Five peculiar figures are pictured here in a topsy-turvy setting, where space and objects are totally distorted. They are the women of the Carrer d'Avinyo, a street in Barcelona. The one on the left seems to be turning into a drape from the hip down. Her body is tinted many earth colors, and the leg that juts forward is outlined in blue. The next two women stare straight out, but their noses are in profile. The ferocious figure on the right has a strangelyl distorted body. Most peculiar of all is the squatting figure. The back of her torso, the side of her leg, and the front of her face are all shown at once, making it seem as though she has been taken apart and then put together again.

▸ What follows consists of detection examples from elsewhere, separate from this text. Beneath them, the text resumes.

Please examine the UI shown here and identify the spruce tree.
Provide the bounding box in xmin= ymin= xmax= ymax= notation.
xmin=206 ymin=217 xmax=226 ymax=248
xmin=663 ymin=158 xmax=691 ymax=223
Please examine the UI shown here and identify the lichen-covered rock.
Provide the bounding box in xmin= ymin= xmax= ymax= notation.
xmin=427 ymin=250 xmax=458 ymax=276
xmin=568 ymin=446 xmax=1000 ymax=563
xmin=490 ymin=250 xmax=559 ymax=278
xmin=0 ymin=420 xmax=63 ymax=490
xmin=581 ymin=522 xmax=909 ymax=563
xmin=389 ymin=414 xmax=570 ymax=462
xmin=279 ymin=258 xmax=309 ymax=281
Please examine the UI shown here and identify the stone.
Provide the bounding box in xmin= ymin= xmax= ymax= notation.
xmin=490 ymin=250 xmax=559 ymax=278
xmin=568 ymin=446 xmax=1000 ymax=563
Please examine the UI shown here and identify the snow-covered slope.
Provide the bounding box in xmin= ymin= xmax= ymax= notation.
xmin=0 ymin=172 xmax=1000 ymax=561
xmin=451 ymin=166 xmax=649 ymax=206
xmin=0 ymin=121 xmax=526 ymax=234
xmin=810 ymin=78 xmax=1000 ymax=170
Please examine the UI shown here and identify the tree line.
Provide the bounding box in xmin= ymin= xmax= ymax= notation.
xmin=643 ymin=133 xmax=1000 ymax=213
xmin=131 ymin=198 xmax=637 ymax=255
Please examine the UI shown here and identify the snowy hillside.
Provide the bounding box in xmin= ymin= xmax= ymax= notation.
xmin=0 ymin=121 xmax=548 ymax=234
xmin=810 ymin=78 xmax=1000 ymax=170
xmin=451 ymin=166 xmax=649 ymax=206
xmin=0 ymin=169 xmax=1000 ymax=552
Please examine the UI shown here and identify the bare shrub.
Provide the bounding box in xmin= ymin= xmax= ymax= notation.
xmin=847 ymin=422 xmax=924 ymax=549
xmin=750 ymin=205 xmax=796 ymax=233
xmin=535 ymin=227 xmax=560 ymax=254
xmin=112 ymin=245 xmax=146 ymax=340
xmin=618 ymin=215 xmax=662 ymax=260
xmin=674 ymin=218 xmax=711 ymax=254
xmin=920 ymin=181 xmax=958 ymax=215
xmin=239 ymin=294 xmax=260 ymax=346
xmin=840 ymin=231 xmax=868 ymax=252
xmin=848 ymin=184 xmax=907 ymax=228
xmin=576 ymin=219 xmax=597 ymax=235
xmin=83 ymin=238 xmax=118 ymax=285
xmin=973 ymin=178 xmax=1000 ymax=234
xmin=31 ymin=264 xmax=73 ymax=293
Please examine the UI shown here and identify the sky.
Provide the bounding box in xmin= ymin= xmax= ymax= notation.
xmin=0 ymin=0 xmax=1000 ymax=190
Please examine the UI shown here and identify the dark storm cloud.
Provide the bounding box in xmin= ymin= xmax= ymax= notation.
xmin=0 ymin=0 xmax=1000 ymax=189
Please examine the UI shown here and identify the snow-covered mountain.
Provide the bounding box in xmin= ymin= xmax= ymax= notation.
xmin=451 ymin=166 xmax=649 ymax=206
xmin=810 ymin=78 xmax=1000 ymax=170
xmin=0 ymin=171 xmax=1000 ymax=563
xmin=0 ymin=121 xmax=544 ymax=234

The two women standing on the far left and right pull back a curtain to reveal the scene. The drapery is as stiff as a tree trunk on the left side of the painting, and falls below the frame on the right. More drapes are in between. The drapery mixes up the different areas of the painting and makes it difficult to tell where the figures end and the curtain begins. In the left corner of the canvas, a woman's foot indicates the floor that disappears behind an oddly shattered bown of fruit. Picasso fractures everything into interesting pieces.
Nothing in Picasso's earlier work had prepared his contemporaries for this painting. It was unlike anything ever seen before. Although its subject - a group of nude women - is a traditional one, he transformed it dramatically.